The largest data-driven companies run on them. Netflix uses bandit algorithms to choose the artwork shown for each title, learning which image earns the most plays and increasingly which image earns the most plays for a specific viewer; their engineering team documented a measurable lift in core engagement metrics after replacing a slower train-then-test pipeline with a contextual bandit (Netflix Technology Blog). Amazon applies the same philosophy at the level of the whole site, running a constant stream of experiments and letting winners accumulate rather than betting on occasional large redesigns. Bandits are also standard in display advertising, news recommendation, and clinical trial design, anywhere the cost of showing the wrong thing for too long is high.

Our take

This is where Dalton comes in, because the gap between "the best companies in the world run on bandits" and "your webshop has never run one" is the gap we built the company to close.

Historically, this technology was locked behind two walls. The first is traffic: traditional A/B testing tools often need around 100,000 sessions a month before a test reaches significance in any reasonable time, which is why most stores were quietly told CRO "wasn't for them yet." The second is engineering: building a bandit that allocates traffic correctly, in real time, without slowing your site, is the kind of system Netflix staffs with research teams. A mid-market brand was never going to build it in-house, and the enterprise tools that offered it came with enterprise prices and setup times.

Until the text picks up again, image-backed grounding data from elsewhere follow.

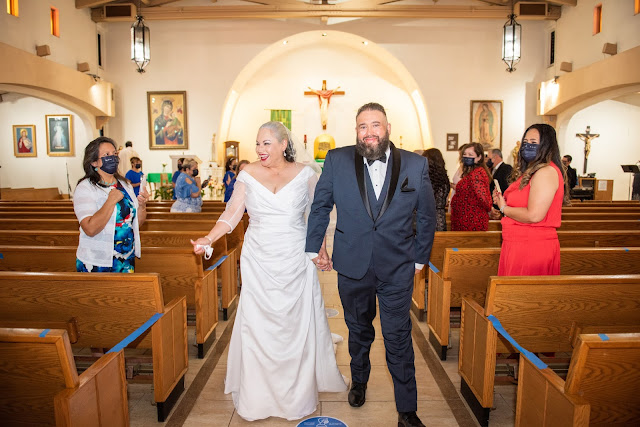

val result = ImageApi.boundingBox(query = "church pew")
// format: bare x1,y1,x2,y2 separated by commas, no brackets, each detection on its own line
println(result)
411,230,640,319
0,272,188,422
0,328,128,427
515,333,640,427
485,219,640,231
0,245,234,357
0,187,63,200
0,229,241,322
428,247,640,360
458,275,640,426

Dalton removes both walls. Underneath, it is a contextual multi-armed bandit using Thompson Sampling on a Bayesian model, the same lineage that runs from Thompson's 1933 idea through the research that proved it wins in practice. We engineered it to make allocation decisions at the edge in under 50 milliseconds, so it never slows your store.

What that means in practice is the part we care about most. You can run many experiments at once across your webshop, approve on-brand variants we generate for you, and then let the system funnel traffic toward winners and throttle underperformers on its own. No babysitting dashboards, no manual stop-the-test decisions. The store tests, learns, and reallocates continuously.

That is what we mean by a self-improving webshop: not a site you redesign every few years and hope for the best, but a site that gets a little better every week on its own, the way Amazon's does, using the same class of algorithm Netflix uses, finally available to brands that were told they were too small to play.